In the Name of the Father . . .

There was no father; there was no mother.  Timothy had been alone for so long, and he was alone now as well.

. . . and the Son . . .

There was no son; there was no wife; there was no family at all.  When his parents died, Timothy avoided people when he could.  He held no desire for companionship.  He lived the rest of his life in isolation, even when he was among other people.  He left the small town at age eighteen, pursued an education, and cultivated a vocation.  His work allowed him plenty of time alone, though he was weekly required to interact with others.  The interaction followed a prescribed script more or less, much like a sales procedure, so he did not have to put all of his energy in to that time.  The others responded well enough, though he really was a part of the scenery in most of their lives.  He moved in and out of others’ lives on cue; he did not hold a place there long.  He really didn’t believe what he told them most of the time, but as long as they seemed to believe him, then it was fine.  His career was predictable and boring, what really amounted to emptiness whenever Timothy stopped to reflect, which was not often.  The routine and repetition staved off those quiet reflections often enough that they never got much in the way.

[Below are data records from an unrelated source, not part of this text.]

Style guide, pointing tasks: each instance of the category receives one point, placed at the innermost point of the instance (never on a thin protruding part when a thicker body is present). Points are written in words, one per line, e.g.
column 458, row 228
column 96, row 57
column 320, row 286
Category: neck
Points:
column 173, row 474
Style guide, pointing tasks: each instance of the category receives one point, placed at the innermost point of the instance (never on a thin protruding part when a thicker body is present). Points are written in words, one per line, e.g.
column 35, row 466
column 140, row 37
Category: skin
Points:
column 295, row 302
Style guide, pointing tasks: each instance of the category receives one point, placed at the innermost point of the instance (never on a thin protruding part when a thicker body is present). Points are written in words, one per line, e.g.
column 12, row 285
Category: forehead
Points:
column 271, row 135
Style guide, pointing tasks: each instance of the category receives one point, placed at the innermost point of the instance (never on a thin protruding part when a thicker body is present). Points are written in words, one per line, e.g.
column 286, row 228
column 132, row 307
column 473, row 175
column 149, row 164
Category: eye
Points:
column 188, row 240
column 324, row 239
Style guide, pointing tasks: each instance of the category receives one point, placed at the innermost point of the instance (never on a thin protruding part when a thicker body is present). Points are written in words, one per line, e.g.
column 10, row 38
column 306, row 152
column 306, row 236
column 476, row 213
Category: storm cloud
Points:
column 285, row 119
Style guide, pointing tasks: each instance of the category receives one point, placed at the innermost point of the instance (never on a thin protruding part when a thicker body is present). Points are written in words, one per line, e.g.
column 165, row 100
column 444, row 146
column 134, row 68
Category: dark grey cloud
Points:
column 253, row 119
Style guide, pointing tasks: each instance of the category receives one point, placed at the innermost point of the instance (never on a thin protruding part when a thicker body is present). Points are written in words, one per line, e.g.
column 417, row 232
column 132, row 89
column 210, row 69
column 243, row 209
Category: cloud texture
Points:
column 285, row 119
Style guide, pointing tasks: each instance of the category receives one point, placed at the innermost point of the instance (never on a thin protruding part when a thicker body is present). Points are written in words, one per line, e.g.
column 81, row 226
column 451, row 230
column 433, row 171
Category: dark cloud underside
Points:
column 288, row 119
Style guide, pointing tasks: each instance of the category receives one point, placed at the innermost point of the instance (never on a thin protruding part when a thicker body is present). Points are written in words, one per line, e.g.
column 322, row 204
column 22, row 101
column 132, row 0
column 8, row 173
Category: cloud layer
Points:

Until now.  Now, in that lonely hospital room behind those closed eyes, Timothy had nothing but silence and time to reflect.

. . . and the Holy Spirit  . . .

Father Brennan made the sign of the cross, cutting the air with the delicate fluidity of an experienced hand.  His eyes opened; the room was still empty, and no one was there to witness the last rites.

A struggling voice rose from the hospital bed:

. . . Amen.

Father Timothy Brennan died alone after having administered his own last rites.  He had left the town of his youth, become a priest, followed a half-hearted path of piety, tended his flock despite his own doubts, and had retired to a life of solitude and confusion until he was very old.  He had many years ago decided himself not a good Catholic.  Thus, he arrived at the hospital without his driver’s license or his collar.  No one recognized him until after he was gone.  It was the young priest, the replacement of Father Brennan’s replacement, who noticed the old face bore a striking resemblance to a portrait that hung in the church’s vestibule after he had received the nurse’s call and had driven the same seven miles Father Brennan had once travelled. 

It took the young priest thirty-five minutes to arrive at the hospital.